Hackathons—marathon programming sessions where students compete to make something from scratch before a deadline—weren’t unknown to CMU, but they tended to be sponsored by companies. They also tended to be a little cliquish, attracting the same people again and again—those with lots of previous coding experience. “Frankly, it was getting kind of boring,” says Cooper, now director of operations for ScottyLabs. “We started thinking, why not more women? Why not more freshmen?”

The stereotypical “hacker,” they decided, was something like Comic Book Guy from “The Simpsons”—smart but overconfident, and a little anti-social. In other words: Worst. Mentor.
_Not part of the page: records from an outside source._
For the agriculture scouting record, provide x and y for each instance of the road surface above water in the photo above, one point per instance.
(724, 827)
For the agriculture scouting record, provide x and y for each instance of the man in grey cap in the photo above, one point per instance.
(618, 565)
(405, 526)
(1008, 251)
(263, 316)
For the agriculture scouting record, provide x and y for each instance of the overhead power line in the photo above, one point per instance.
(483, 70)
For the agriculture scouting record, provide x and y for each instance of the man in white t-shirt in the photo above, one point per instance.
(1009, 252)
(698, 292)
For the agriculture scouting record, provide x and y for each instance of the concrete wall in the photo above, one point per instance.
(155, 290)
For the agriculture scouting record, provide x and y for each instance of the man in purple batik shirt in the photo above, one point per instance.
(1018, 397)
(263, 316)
Ever.

The ScottyLabs crew decided that a CMU-run hackathon would be different. It would provide a more inviting environment; there would be a competition, sure, but one in which mastering skills, sharing ideas and having fun were as important as “winning.” They reached out and advertised not just to computer science students, but also to first-year students in other undergraduate departments, and to Women@SCS.
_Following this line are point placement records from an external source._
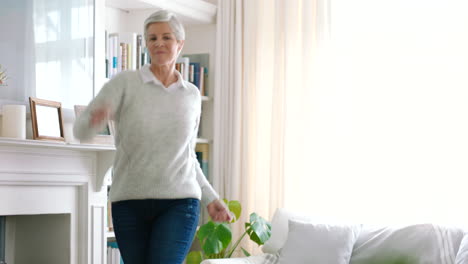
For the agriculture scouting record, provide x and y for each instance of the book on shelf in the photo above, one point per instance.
(198, 71)
(124, 51)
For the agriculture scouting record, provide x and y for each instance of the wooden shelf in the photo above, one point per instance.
(54, 144)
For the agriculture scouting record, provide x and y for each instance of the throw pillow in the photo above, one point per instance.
(318, 243)
(279, 229)
(462, 255)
And they decided to train people up, providing two days of pre-hackathon sessions, called “Crash Courses,” to introduce “newbies” to techniques they might not already know, on subjects ranging from Ruby on Rails to user interface design, says Drew Inglis, a CSD senior who serves as director of technology for ScottyLabs. Students took turns giving talks. (The “Crash Courses” were popular enough to inspire a spinoff event of their own, called “SkillSwap Weekend,” held in fall 2012. When George Hotz, the first hacker to carrier-unlock Apple’s iPhone and now an SCS undergrad, spoke about security, more than 400 students showed up. “People camped out to hear his presentation,” Quispe says.)

The first 24-hour “TartanHacks” was held in February 2012, and 150 students turned out, many of them with little to no hacking experience. “We kind of nailed it on the first try,” Quispe says, a bit sheepishly. Volunteers—both students and IT professionals—circulated around the room, offering advice and encouragement. “We picked people smart enough to answer the complicated questions, but also people who liked to interact with other people,” Cooper says.

The second-annual TartanHacks, held this past February, was even more successful, attracting nearly 200 people plus support from companies like Dropbox, eBay, Facebook, Google, Microsoft and Yahoo!

With the graduation of ScottyLabs founders Quispe and Vemuri, the organization is in the hands of students such as Cooper, Inglis and current ScottyLabs Director Julia Teitelbaum, a senior majoring in information systems and human-computer interaction.

“Growing up, I always liked to make things,” Teitelbaum says, “and not software things, I’m talking like the Pinewood Derby car race—I owned that at our middle school!—and in high school, for example, I needed additional lighting in my room, so I built wall panels.” What she couldn’t learn from her parents or friends about carpentry or wiring, she researched online.

“I was willing to learn what I needed to learn to remove the barriers I faced,” Teitelbaum says. ScottyLabs and TartanHacks help remove barriers other students may face that keep them from innovating, she says.

To that end, ScottyLabs recently absorbed Make CMU, an interdisciplinary space where students can get together to work on their personal projects. “Every week, we hold a hack session, where people can come and work on stuff for three hours—or more, if they want to,” Inglis says. “We’ve had people come and work on hardware, we’ve had people come and work on software. We had someone come and make a block puzzle using a laser cutter.”

Although student groups come and go, ScottyLabs has a core group of 10 people dedicated to keeping it sustainable. “I think we’re in good shape for the future,” Inglis says. The strong interest in maker culture at CMU and in Pittsburgh seems to work in ScottyLabs’ favor as well.

“There is a huge chunk of this campus that just wants to make something cool,” Cooper says.

—Jason Togyer (DC’96) is editor of The Link. His hacks are mostly in the domains of ham radio, model trains and backyard car repair.